To say the least Flacco is durable and his toughness is understated. During his 5 year career the Super Bowl XLVII MVP has been sacked 180 times in regular season play, once every 15 times he drops back to throw. And while this may seem like a lot, it is pretty close to being the league average during that time.
Ben Roethlisberger has hit the turf 221 times over the same 5 year span. The Steelers’ signal caller, generally considered to be a tough player, is sacked once every 12 times he attempts to throw. Those painful thumps have sidelined Roethlisberger for 8 games since the start of the 2008 season.
We’ve seen just how much less threatening a team the Steelers are without Roethlisberger.

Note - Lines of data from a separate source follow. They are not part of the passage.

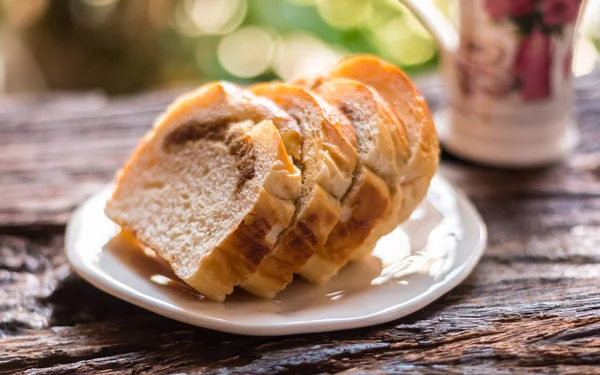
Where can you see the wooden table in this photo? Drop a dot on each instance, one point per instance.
(532, 305)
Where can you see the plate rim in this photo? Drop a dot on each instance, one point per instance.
(122, 291)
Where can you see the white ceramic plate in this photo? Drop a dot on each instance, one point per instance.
(411, 267)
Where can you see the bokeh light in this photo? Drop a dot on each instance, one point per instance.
(343, 14)
(303, 54)
(217, 16)
(403, 45)
(247, 52)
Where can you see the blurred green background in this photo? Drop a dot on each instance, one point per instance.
(124, 46)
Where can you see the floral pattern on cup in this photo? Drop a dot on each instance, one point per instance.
(537, 22)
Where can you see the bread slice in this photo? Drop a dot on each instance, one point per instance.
(383, 144)
(211, 187)
(328, 162)
(411, 109)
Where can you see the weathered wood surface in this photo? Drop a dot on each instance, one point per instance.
(531, 306)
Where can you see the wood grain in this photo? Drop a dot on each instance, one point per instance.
(532, 305)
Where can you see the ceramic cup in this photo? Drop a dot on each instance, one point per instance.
(507, 74)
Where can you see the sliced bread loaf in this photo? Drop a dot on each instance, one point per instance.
(328, 161)
(411, 109)
(211, 186)
(382, 141)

Fortunately the Ravens haven’t been faced with similar adversity.
But what if they are challenged by a Flacco injury?
Are the Ravens prepared?
Can Tyrod Taylor guide the team for a game here and there if and when Flacco is forced to the sidelines to mend?
What if the former Hokie has to lead for an extended period of time?
Taylor is an exceptional athlete and clearly capable of making big plays. But one would think that offensive coordinator Jim Caldwell would have to flip his playbook upside down to accommodate and fully utilize the skill set of Taylor. He and Flacco could not be more polar opposites from a physical tools perspective.
Everyone would be forced to adjust.
The offensive line may change their blocking schemes to create throwing lanes for the diminutive Taylor. Perhaps his drops are quicker than Flacco’s and that could disrupt timing with the receivers.
The potential adjustments are many and with those adjustments the chances for error increase.
But if the Ravens had a capable back up more like Flacco in style, the adjustments would be fewer and the margin for error less. This isn’t meant as an indictment of Taylor but more a criticism of having such a backup so vastly different than the starter.
If the Ravens are lucky, the topic will continue to be the non-issue it has been over the past five seasons.
And then maybe we can start calling Flacco the Ravens answer to Cal Ripken, Jr.